00-18-24513155604_1170-39-16

Häfele Concept
Yap Bi' Yenilik

SADE BİR MUTLULUK SIRRI: HYGGE

Hayatı dolu dolu yaşamak ya da yaşamanın bir sanat olduğu genel kabul görmüş ancak tam olarak anlaşılmayan, hatta daha kötüsü yanlış anlaşılan kavramlar. Sürekli koşuşturmak ya da meşgul olmak dolu dolu yaşamak anlamına gelmediği gibi yaşama sanatı da bilet alıp izlenebilecek bir sahne performansı değil. Bizzat kendiniz sahip olduğunuz zamanı bir sanat eserine dönüştürebilirsiniz.

Zamanın sizi tüketmesine izin vermeden, o zamanın içinde ve farkında olarak yaşamak hem mümkün hem de başarılabildiğinde çok kıymetli. Danimarka’dan yola çıkıp diğer İskandinav ülkelerinde benzer yaklaşımlarla çeşitlenerek son yıllarda tüm dünyaya yayılan Hygge, yaşama sanatını muamma olmaktan kurtararak uygulanabilir kılıyor.

Hygge bir dekorasyon akımı ya da trendinden daha çok bir düşünme biçimi ve yaşam felsefesi. Gene de bu yaklaşımın kaçınılmaz olarak yaşam alanlarına yansıdığı söylenebilir. Duyabilen kulaklara bir evi, mutluluğa ve huzura alan açacak şekilde düzenlemenin sırrını fısıldıyor. Böylece sevdiklerinizle birlikte geçirdiğiniz en basit, en sade an dahi unutulmaz ve vazgeçilmez bir hale bürünüyor.

Mutluluğun en sade halinin sırrını taşıyan Hygge ile bu yaklaşımı hayatınızda ve dekorasyonunuzda nasıl uygulayabileceğinize dair fikirleri sizin için özetledik.

1-SOĞUK TOPRAKLARDAN GELEN SICAK HAVA DALGASI

Hygge’nin Danimarka’daki algılanışı ve uygulanışına baktığınızda kuzey ülkelerinin soğuk iklimi ile bitmek bilmeyen uzun kış gecelerinin etkisini pek çok detayda kolaylıkla görebilirsiniz. Bu açıdan ülkemizde geçerli olmayacağı zannedilebilir.

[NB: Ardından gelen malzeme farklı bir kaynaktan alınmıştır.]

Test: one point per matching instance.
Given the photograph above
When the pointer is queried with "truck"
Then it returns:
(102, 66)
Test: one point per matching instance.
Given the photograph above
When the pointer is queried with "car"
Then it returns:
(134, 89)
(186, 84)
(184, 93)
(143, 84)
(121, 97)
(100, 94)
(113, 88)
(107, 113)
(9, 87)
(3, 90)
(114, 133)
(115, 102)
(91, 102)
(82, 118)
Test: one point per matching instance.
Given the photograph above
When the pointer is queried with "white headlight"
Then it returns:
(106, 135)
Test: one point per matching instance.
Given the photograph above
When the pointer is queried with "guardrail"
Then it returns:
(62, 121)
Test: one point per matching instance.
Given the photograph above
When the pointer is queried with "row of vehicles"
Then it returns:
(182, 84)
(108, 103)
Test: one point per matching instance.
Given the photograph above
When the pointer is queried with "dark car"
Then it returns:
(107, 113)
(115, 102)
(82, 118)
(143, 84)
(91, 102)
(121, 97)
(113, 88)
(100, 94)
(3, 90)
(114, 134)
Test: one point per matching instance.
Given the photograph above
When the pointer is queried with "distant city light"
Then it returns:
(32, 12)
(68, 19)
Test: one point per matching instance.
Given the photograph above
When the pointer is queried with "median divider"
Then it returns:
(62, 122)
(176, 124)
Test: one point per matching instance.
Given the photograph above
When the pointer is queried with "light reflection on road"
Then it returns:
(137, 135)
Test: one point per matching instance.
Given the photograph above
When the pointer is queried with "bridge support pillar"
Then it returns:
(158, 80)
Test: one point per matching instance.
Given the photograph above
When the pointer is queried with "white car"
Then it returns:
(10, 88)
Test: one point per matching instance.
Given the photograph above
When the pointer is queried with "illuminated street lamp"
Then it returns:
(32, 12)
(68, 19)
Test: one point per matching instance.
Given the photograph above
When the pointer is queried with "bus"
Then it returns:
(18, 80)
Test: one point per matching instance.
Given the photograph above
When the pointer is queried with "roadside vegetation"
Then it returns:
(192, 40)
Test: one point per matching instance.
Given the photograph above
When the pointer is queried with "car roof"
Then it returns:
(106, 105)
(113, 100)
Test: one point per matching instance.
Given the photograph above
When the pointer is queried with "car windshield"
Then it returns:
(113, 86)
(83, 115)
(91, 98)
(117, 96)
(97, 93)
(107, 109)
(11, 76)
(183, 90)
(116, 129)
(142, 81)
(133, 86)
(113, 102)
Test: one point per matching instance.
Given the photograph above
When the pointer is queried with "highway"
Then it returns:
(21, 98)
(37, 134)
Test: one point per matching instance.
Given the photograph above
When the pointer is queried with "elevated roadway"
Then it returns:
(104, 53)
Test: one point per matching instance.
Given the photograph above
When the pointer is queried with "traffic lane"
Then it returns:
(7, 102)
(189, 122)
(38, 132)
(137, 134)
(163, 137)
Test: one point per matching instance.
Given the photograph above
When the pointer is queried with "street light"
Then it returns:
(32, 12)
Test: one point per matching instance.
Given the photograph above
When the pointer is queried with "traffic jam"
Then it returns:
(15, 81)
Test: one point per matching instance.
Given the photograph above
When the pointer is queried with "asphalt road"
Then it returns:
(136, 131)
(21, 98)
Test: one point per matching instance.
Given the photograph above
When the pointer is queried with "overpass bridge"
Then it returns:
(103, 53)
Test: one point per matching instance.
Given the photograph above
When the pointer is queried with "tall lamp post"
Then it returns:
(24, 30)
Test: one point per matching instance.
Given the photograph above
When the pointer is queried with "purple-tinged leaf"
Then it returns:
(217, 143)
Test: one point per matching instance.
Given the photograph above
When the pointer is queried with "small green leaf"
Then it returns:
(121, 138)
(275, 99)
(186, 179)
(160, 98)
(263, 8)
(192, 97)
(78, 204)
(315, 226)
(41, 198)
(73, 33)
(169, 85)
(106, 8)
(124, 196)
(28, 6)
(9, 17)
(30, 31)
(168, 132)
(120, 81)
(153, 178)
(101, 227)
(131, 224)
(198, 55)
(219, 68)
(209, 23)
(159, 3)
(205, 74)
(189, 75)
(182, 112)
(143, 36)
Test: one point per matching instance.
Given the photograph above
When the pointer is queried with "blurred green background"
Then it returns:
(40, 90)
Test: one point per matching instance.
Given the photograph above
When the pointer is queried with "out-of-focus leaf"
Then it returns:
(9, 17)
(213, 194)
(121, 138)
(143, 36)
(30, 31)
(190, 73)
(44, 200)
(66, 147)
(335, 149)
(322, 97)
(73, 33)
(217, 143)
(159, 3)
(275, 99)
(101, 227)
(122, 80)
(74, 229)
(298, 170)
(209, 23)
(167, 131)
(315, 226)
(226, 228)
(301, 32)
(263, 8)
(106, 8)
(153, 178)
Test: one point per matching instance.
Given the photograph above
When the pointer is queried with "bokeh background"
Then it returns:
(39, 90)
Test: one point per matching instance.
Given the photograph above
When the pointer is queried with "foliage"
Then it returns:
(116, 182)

Ancak mesele bunaltıcı ve kasvetli koşulları tersine çevirip mutluluğu yakalama motivasyonu üzerinden değerlendirildiğinde sebeplerin ne olduğunun çok da bir önemi kalmaz. Dört mevsimin hakkıyla yaşandığı imrenilesi bir iklim dahi insanları mutlu bir hayat arayışına yönelten nedenleri barındırabilir.

Danimarka’nın bu konudaki asıl ayırt edici yönü ikliminden ziyade hemen hemen bütün araştırmalara göre dünyanın en mutlu ülkesi olarak kabul edilmesi. Genelde toplumsal refah ile ilişkilendirilen bu sonuç bile tek başına bu sade mutluluk sırrına farklı bir gözle bakmayı gerektiriyor.

Danimarkalıların kendileri de refah toplumu olmak gibi bir açıklamayla yetinmeyerek mutluluğun sebeplerini ve sonuçlarını araştıran bir enstitü kurmaya ihtiyaç duymuşlar.

Kopenhag’daki Mutluluk Araştırmaları Enstitüsü’nün CEO’su Meik Wiking’in yazdığı ve dilimize de tercüme edilmiş olan Hygge: Danimarkalıların Mutluluk Sanatı isimli kitabı konuya dair bilgi edinmek isteyenler için kapsamlı bir kaynak.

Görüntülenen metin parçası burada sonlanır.